Joey Tapley was buying some bullets with his cousin at the Academy Sports and Outdoors store in Topeka, Kansas, on Friday when he heard some loud bangs.
“I look up and they are just loading up weapons from the counter and then they run off,” the 24-year-oldtold WIBW-TV. “And my instincts kicked in.”
Tapley ran after three suspects — described as white males between 16 or 17, the station said — who also took an undisclosed amount of cash.
When he was outside the store, Tapley pulled out his concealed gun.
“I told him ‘Drop the gun, man, mine is loaded, just drop the gun,’” he told WIBW. “We made eye contact for a second or two and he dropped two guns and ran.”
Cops arrested the teen suspects and booked them into juvenile detention on assault, burglary and robbery charges. A woman also was arrested and booked on conspiracy to commit aggravated robbery, the station said, adding that all the cash and rifles were recovered by police.

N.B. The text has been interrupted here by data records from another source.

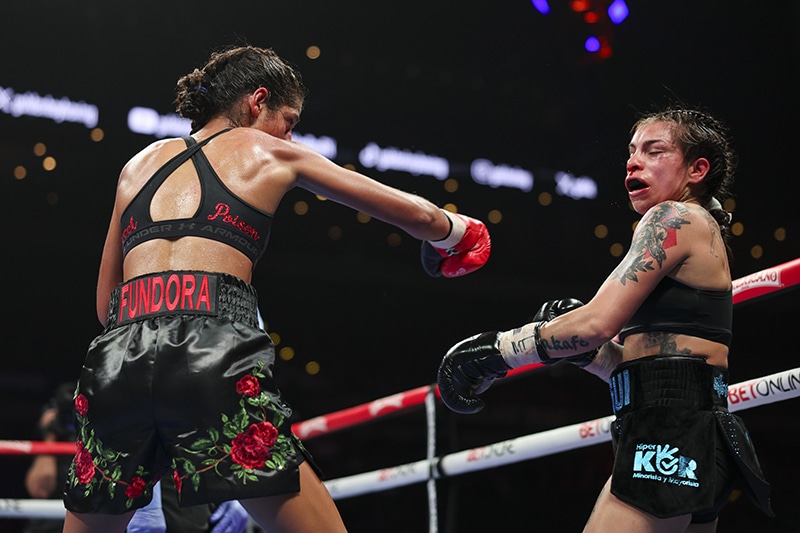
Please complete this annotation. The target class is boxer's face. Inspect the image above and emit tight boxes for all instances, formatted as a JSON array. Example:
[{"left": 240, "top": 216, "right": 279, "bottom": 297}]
[
  {"left": 257, "top": 105, "right": 302, "bottom": 141},
  {"left": 625, "top": 120, "right": 694, "bottom": 215}
]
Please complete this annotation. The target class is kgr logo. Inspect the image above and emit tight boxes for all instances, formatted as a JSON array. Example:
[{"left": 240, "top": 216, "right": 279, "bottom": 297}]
[{"left": 634, "top": 443, "right": 697, "bottom": 479}]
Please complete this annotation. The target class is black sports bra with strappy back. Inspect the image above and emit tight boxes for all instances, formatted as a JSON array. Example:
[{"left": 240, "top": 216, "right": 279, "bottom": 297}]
[{"left": 120, "top": 129, "right": 272, "bottom": 264}]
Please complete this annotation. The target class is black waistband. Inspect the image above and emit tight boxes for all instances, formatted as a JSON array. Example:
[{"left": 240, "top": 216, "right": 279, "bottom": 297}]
[
  {"left": 609, "top": 355, "right": 728, "bottom": 416},
  {"left": 106, "top": 271, "right": 259, "bottom": 329}
]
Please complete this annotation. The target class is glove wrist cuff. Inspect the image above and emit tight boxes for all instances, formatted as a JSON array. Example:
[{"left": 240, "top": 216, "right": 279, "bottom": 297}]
[
  {"left": 497, "top": 322, "right": 546, "bottom": 368},
  {"left": 429, "top": 210, "right": 466, "bottom": 250}
]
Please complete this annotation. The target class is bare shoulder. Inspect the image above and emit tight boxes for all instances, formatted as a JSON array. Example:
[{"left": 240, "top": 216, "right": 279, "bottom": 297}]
[
  {"left": 114, "top": 138, "right": 181, "bottom": 200},
  {"left": 120, "top": 138, "right": 184, "bottom": 179},
  {"left": 636, "top": 200, "right": 717, "bottom": 241},
  {"left": 638, "top": 200, "right": 695, "bottom": 225},
  {"left": 216, "top": 128, "right": 319, "bottom": 168},
  {"left": 673, "top": 202, "right": 731, "bottom": 288},
  {"left": 647, "top": 201, "right": 720, "bottom": 240}
]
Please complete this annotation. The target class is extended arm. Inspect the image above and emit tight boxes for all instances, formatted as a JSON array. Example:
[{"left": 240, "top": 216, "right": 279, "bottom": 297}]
[
  {"left": 288, "top": 140, "right": 491, "bottom": 277},
  {"left": 437, "top": 201, "right": 697, "bottom": 413}
]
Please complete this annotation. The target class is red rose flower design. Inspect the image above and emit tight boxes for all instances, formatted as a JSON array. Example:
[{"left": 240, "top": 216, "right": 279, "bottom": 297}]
[
  {"left": 230, "top": 421, "right": 279, "bottom": 469},
  {"left": 74, "top": 394, "right": 88, "bottom": 416},
  {"left": 74, "top": 441, "right": 95, "bottom": 484},
  {"left": 172, "top": 470, "right": 183, "bottom": 493},
  {"left": 125, "top": 476, "right": 146, "bottom": 499},
  {"left": 251, "top": 421, "right": 279, "bottom": 447},
  {"left": 236, "top": 375, "right": 261, "bottom": 398}
]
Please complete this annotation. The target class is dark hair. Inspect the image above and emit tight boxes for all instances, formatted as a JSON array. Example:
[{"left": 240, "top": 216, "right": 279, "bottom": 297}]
[
  {"left": 174, "top": 45, "right": 308, "bottom": 133},
  {"left": 632, "top": 107, "right": 736, "bottom": 260}
]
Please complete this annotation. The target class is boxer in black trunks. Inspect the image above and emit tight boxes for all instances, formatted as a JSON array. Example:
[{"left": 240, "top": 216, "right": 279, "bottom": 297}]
[
  {"left": 62, "top": 45, "right": 491, "bottom": 533},
  {"left": 436, "top": 107, "right": 773, "bottom": 531}
]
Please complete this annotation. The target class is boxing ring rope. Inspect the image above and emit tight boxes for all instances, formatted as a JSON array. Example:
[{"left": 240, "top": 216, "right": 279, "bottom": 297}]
[
  {"left": 2, "top": 257, "right": 799, "bottom": 525},
  {"left": 323, "top": 366, "right": 800, "bottom": 500}
]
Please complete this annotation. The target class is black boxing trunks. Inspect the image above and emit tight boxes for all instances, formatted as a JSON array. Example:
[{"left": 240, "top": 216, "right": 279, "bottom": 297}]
[
  {"left": 608, "top": 355, "right": 773, "bottom": 521},
  {"left": 64, "top": 271, "right": 315, "bottom": 514}
]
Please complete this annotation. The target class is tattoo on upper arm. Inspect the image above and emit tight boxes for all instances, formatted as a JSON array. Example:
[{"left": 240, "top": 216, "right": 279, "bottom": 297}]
[
  {"left": 643, "top": 332, "right": 692, "bottom": 355},
  {"left": 612, "top": 203, "right": 691, "bottom": 285}
]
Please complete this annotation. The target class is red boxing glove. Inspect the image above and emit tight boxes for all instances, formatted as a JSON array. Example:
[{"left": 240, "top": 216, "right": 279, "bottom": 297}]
[{"left": 421, "top": 212, "right": 491, "bottom": 278}]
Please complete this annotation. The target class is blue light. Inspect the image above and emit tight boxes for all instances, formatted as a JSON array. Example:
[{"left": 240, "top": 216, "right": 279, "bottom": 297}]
[
  {"left": 608, "top": 0, "right": 629, "bottom": 24},
  {"left": 531, "top": 0, "right": 550, "bottom": 15},
  {"left": 584, "top": 36, "right": 601, "bottom": 53}
]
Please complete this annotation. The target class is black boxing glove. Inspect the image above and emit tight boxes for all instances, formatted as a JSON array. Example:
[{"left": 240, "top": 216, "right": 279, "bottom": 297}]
[
  {"left": 532, "top": 298, "right": 597, "bottom": 368},
  {"left": 437, "top": 331, "right": 510, "bottom": 414}
]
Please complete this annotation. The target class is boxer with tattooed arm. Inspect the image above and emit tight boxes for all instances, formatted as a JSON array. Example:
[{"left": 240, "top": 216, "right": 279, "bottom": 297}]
[{"left": 438, "top": 107, "right": 773, "bottom": 532}]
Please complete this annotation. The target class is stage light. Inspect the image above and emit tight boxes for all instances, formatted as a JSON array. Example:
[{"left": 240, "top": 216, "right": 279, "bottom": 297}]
[
  {"left": 571, "top": 0, "right": 590, "bottom": 12},
  {"left": 594, "top": 224, "right": 609, "bottom": 239},
  {"left": 386, "top": 233, "right": 402, "bottom": 247},
  {"left": 306, "top": 45, "right": 321, "bottom": 60},
  {"left": 608, "top": 0, "right": 629, "bottom": 24},
  {"left": 328, "top": 226, "right": 343, "bottom": 240},
  {"left": 537, "top": 192, "right": 552, "bottom": 206},
  {"left": 530, "top": 0, "right": 550, "bottom": 15},
  {"left": 279, "top": 346, "right": 295, "bottom": 361},
  {"left": 305, "top": 361, "right": 321, "bottom": 375},
  {"left": 293, "top": 200, "right": 309, "bottom": 215},
  {"left": 444, "top": 178, "right": 459, "bottom": 192}
]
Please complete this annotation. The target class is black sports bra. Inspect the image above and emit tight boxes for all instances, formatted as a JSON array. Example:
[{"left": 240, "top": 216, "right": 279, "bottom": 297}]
[
  {"left": 619, "top": 276, "right": 733, "bottom": 347},
  {"left": 120, "top": 129, "right": 272, "bottom": 265}
]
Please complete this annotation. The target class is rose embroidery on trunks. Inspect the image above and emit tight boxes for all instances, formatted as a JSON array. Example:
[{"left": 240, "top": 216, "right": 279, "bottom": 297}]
[
  {"left": 172, "top": 360, "right": 297, "bottom": 495},
  {"left": 68, "top": 393, "right": 154, "bottom": 509},
  {"left": 67, "top": 361, "right": 294, "bottom": 505}
]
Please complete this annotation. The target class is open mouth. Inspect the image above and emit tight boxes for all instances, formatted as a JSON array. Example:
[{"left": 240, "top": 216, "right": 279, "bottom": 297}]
[{"left": 626, "top": 178, "right": 648, "bottom": 193}]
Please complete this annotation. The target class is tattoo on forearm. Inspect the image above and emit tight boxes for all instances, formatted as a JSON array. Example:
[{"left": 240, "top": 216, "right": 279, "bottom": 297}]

Kansas just added its name to a small number of states — now five — that allow residents to carry concealed firearms without permits. And Tapley, who doesn’t have a permit, said he wouldn’t have been able to step in like he did had the law not gone into effect July 1.
“Thats why Kansas made the law,” he told WIBW, “so citizens can carry and protect themselves and others.”